When you get a look at these 15 strange sports people play, you’ll start to believe that one day, quidditch — the flying version that they do at Harry Potter’s Hogwarts — will be real. These bizarre but wonderful sports actually exist around the world and they’ll make you realize anything’s possible!
If you think ice skating is tough, just imagine riding a unicycle on ice! That’s what real national leagues do in the U.K., Germany, Switzerland and Australia. Teams consist of five people, and most of the same regular hockey rules apply, except everyone is mounted on a unicycle.
Man versus horse is exactly what it sounds like: men (who probably overestimate their physical prowess just a little) race men on horseback. This race takes place annually in the Welsh town of Llanwrtyd Wells.
Zorbing can be a competitive race, but who cares? It’s just a lot of fun! Zorbing involves strapping yourself to a giant bouncy ball inside another, bigger bouncy ball (to cushion impact) and rolling down a hill.
In some places, carrying one’s wife doesn’t end across the threshold! Competitors of this sport carry their wives on their backs while racing through obstacle courses. The sport originated in Finland, where there are annual wife-carrying championships. Competitors can carry their wives piggyback, over the shoulder, or with the wife sitting with her legs around her husband’s shoulders or waist.
If you ever wished hockey moved slower, just watch underwater hockey. Players try to push a puck around under water, while going back up for air whenever necessary. It’s a non-contact sport, so, as swimming always is, it’s easy on the joints.
You’ll need brains and brawn to play this game. Competitors play alternating rounds of chess and boxing. The first to get a knockout or a check mate is deemed the winner. The game began purely as an art form, but quickly became a popular competitive sport in Germany, Great Britain and other areas in Europe.
A bog is a body of water filled with dead plant material, and bog snorkeling involves racing through a bog, using flippers. You will come out of the water looking like a sea monster.
This sport sounds more like a test of one’s pain threshold than a sport. Allegedly the sport was once popular among coal miners in Yorkshire, England. Here are the rules: put two ferrets in your pants and see how long you can handle that. The record holder lasted five-and-a-half hours.
Don’t worry: players are allowed to pad their legs! This sport was invented in the 1600s as a form of protest against puritanism. The game has been played by Cornish miners and competitors at the Cotswold Olimpick Games throughout history — there’s a picture from 1633 that apparently portrays the sport. Competitors see who can knock the other down, aka kick the shin out of each other.

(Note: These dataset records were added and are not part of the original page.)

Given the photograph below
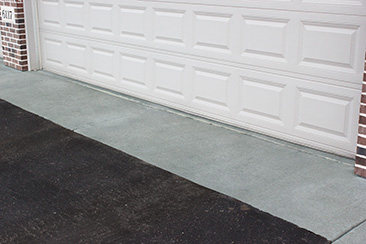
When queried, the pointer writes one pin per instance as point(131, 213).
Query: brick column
point(360, 166)
point(13, 36)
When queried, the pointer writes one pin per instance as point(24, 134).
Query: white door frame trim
point(32, 33)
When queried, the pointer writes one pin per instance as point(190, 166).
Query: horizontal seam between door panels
point(280, 72)
point(293, 9)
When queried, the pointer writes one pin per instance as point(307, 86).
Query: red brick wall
point(13, 36)
point(360, 167)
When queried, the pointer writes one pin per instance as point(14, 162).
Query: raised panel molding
point(262, 99)
point(292, 73)
point(51, 12)
point(212, 32)
point(133, 70)
point(101, 18)
point(169, 26)
point(328, 46)
point(102, 63)
point(265, 38)
point(53, 50)
point(76, 57)
point(74, 15)
point(323, 113)
point(211, 88)
point(169, 78)
point(132, 23)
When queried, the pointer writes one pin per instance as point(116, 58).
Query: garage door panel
point(327, 113)
point(52, 52)
point(318, 51)
point(133, 70)
point(77, 57)
point(169, 26)
point(253, 37)
point(263, 100)
point(295, 75)
point(52, 11)
point(132, 22)
point(212, 32)
point(102, 61)
point(75, 15)
point(101, 18)
point(211, 88)
point(356, 7)
point(169, 78)
point(265, 38)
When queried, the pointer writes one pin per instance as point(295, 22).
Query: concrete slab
point(356, 236)
point(312, 189)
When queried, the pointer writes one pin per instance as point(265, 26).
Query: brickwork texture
point(13, 36)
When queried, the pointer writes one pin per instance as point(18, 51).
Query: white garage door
point(287, 68)
point(1, 50)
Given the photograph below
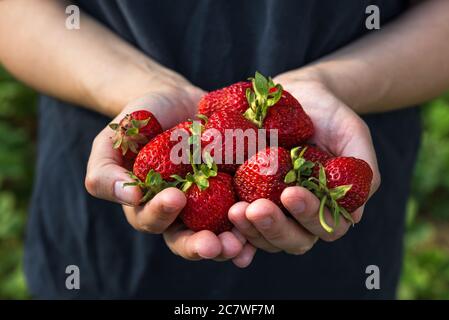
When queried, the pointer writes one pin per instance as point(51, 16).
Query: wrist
point(120, 86)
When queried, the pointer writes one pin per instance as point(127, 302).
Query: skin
point(87, 67)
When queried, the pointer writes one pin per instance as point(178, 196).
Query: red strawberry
point(209, 195)
point(262, 175)
point(154, 159)
point(266, 105)
point(221, 124)
point(133, 132)
point(288, 117)
point(273, 108)
point(313, 154)
point(350, 171)
point(343, 186)
point(232, 97)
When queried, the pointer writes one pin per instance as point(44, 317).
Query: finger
point(231, 246)
point(304, 207)
point(192, 245)
point(277, 229)
point(156, 215)
point(361, 146)
point(238, 217)
point(246, 256)
point(105, 176)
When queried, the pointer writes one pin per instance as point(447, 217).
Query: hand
point(338, 130)
point(171, 103)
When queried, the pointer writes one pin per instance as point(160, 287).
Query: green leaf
point(114, 126)
point(202, 183)
point(340, 191)
point(203, 117)
point(290, 177)
point(321, 216)
point(298, 163)
point(132, 131)
point(294, 153)
point(322, 176)
point(260, 84)
point(117, 142)
point(139, 123)
point(346, 215)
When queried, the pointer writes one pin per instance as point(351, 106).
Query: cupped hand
point(171, 103)
point(339, 130)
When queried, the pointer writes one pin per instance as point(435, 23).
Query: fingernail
point(264, 223)
point(244, 224)
point(297, 206)
point(123, 194)
point(169, 209)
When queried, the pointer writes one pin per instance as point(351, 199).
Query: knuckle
point(91, 182)
point(331, 237)
point(274, 235)
point(149, 228)
point(298, 251)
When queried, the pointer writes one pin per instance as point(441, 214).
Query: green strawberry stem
point(152, 185)
point(200, 176)
point(321, 216)
point(264, 95)
point(204, 171)
point(301, 167)
point(127, 135)
point(328, 198)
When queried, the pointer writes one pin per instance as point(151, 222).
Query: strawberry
point(266, 105)
point(273, 108)
point(133, 132)
point(209, 195)
point(232, 97)
point(262, 175)
point(313, 154)
point(218, 127)
point(343, 185)
point(153, 166)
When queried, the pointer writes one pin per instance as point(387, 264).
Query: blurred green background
point(426, 268)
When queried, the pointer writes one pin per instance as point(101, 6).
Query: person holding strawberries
point(358, 87)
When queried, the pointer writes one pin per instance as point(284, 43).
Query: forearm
point(403, 64)
point(89, 66)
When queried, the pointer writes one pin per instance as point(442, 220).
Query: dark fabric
point(212, 43)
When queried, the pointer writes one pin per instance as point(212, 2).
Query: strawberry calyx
point(152, 185)
point(200, 175)
point(301, 166)
point(328, 198)
point(263, 95)
point(127, 134)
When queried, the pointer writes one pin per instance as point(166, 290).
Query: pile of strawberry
point(341, 183)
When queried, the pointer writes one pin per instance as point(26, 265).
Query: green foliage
point(426, 266)
point(17, 137)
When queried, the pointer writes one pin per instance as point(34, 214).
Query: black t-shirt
point(212, 43)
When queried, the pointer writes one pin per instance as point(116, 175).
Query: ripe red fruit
point(349, 171)
point(232, 97)
point(133, 132)
point(265, 104)
point(316, 155)
point(289, 118)
point(209, 195)
point(208, 209)
point(220, 124)
point(262, 175)
point(156, 156)
point(343, 185)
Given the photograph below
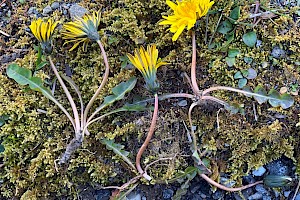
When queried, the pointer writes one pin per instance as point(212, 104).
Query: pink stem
point(146, 142)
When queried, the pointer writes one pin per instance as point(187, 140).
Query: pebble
point(226, 182)
point(102, 194)
point(182, 103)
point(278, 168)
point(258, 43)
point(47, 10)
point(255, 196)
point(260, 189)
point(259, 172)
point(286, 193)
point(168, 193)
point(277, 52)
point(32, 10)
point(219, 194)
point(77, 10)
point(55, 5)
point(248, 179)
point(134, 196)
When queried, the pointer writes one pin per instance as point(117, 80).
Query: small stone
point(77, 11)
point(55, 5)
point(277, 52)
point(260, 189)
point(286, 193)
point(255, 196)
point(31, 10)
point(168, 193)
point(134, 196)
point(182, 103)
point(283, 90)
point(219, 194)
point(258, 43)
point(297, 197)
point(226, 182)
point(103, 194)
point(259, 172)
point(47, 10)
point(278, 168)
point(295, 93)
point(264, 65)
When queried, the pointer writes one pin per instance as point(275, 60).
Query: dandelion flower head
point(43, 32)
point(186, 13)
point(82, 30)
point(147, 63)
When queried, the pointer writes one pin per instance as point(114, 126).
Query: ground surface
point(265, 138)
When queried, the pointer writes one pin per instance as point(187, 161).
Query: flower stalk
point(147, 140)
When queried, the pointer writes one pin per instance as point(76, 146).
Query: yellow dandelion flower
point(186, 13)
point(43, 32)
point(82, 30)
point(147, 63)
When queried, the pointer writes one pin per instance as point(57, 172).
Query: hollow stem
point(222, 187)
point(193, 67)
point(146, 142)
point(73, 105)
point(104, 80)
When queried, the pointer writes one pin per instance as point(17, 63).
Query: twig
point(296, 191)
point(146, 142)
point(222, 187)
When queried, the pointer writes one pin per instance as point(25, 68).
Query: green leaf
point(274, 98)
point(242, 82)
point(235, 13)
point(225, 27)
point(230, 61)
point(23, 76)
point(262, 94)
point(119, 91)
point(275, 101)
point(277, 181)
point(118, 149)
point(135, 107)
point(238, 75)
point(251, 74)
point(41, 65)
point(245, 72)
point(233, 53)
point(250, 39)
point(232, 108)
point(248, 60)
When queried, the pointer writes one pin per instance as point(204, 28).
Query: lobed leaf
point(119, 91)
point(274, 98)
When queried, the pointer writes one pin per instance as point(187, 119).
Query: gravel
point(77, 10)
point(47, 10)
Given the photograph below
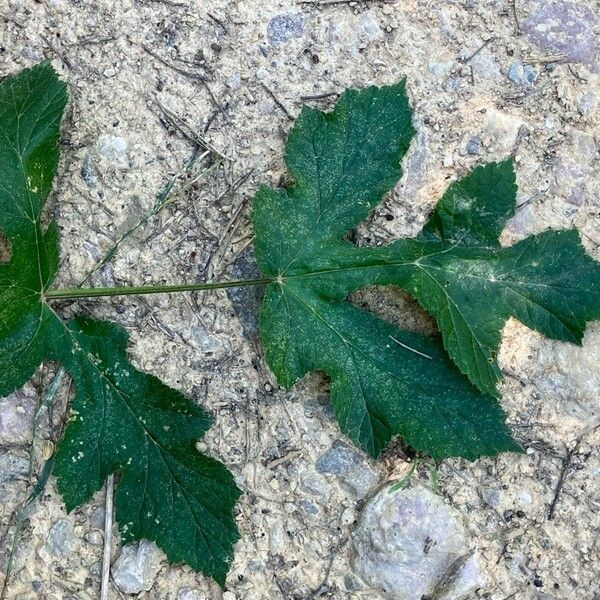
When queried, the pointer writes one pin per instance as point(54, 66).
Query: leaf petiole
point(69, 293)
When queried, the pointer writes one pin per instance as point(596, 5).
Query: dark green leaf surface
point(122, 421)
point(384, 381)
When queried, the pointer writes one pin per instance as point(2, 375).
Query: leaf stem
point(150, 289)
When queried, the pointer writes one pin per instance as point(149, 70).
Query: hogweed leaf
point(385, 381)
point(121, 420)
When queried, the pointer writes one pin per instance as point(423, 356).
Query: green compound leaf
point(122, 420)
point(385, 381)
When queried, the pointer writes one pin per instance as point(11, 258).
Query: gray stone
point(355, 33)
point(97, 519)
point(12, 467)
point(524, 75)
point(94, 537)
point(61, 538)
point(564, 28)
point(474, 145)
point(136, 569)
point(409, 545)
point(350, 466)
point(485, 66)
point(587, 103)
point(88, 173)
point(246, 300)
point(113, 149)
point(283, 28)
point(308, 506)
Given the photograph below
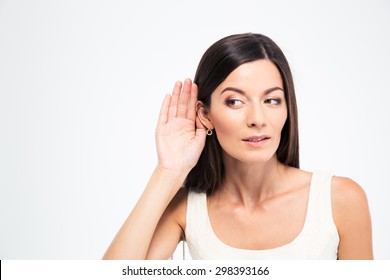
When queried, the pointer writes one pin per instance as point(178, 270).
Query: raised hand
point(180, 137)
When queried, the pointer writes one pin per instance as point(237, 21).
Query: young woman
point(228, 180)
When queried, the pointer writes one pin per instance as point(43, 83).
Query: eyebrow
point(240, 91)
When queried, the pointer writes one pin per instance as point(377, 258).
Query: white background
point(81, 83)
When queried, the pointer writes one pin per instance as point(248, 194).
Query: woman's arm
point(352, 217)
point(180, 139)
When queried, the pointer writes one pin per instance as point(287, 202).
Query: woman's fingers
point(193, 98)
point(183, 100)
point(163, 117)
point(174, 100)
point(182, 106)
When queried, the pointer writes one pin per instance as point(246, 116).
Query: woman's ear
point(203, 116)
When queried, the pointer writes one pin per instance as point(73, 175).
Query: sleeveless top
point(318, 238)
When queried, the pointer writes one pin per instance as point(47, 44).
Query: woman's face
point(248, 111)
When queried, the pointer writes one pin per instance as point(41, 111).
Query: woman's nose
point(255, 116)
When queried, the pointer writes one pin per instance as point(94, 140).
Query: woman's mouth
point(256, 141)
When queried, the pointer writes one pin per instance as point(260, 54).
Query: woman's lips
point(256, 141)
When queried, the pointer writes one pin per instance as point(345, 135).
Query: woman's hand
point(180, 137)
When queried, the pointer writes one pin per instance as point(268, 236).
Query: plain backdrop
point(81, 83)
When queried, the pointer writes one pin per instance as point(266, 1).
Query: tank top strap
point(320, 200)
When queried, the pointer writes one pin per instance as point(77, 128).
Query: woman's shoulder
point(346, 192)
point(349, 203)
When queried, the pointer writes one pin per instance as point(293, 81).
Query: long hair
point(216, 64)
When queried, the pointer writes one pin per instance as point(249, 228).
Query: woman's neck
point(250, 184)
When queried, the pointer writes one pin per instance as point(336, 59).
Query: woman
point(234, 148)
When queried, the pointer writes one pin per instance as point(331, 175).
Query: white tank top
point(318, 238)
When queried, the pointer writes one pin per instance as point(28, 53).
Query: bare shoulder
point(347, 194)
point(352, 218)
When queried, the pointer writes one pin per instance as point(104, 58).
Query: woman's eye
point(233, 102)
point(273, 101)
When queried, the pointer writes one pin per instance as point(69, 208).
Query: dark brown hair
point(215, 65)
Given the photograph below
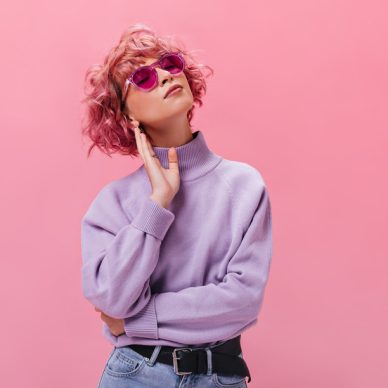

Yay! It does exist! It’s called muggle quidditch, and there is even a real International Quidditch Association to govern the sport. Needless to say, there is no real flying. But players run around a field holding brooms between their legs, trying to get balls in hoops.
Hey, even people obsessed with wardrobe perfection are into athletics! According to the Extreme Ironing Bureau (yes, you read that right) the sport involves ironing in extreme locations like in a forest or on a canoe.
We imagine acrobats would do incredibly well at this port. Bossaball takes place on an enormous trampoline, and teams of three-to-five players bounce a ball over a net much like in volleyball. The only differences (other than the trampoline) are they can use any part of their body to hit the ball, and one team can hit a ball up to eight times before sending it to the other team.
Parkouring is what happens when humans want to be superheroes. Essentially, it’s defined as getting around any obstacle in any way your body will allow you. So if you ever see a person scale a house instead of walk around it, they were probably parkouring.
How the producers of “Jackass” didn’t come up with this first, we don’t know. But nope — it wasn’t dreamed up by Hollywood writers. Some citizens of Michigan came up with this sport, which involves putting outhouses on skis, and racing them.
This might be the coolest use ever for all the leftover pumpkins after Halloween. Each year, people hollow out giant pumpkins, turn them into kayaks, and race around a lake at the annual West Coast Giant Pumpkin Regatta in Tualatin, Oregon. It has been named Oregon’s “best of October” event.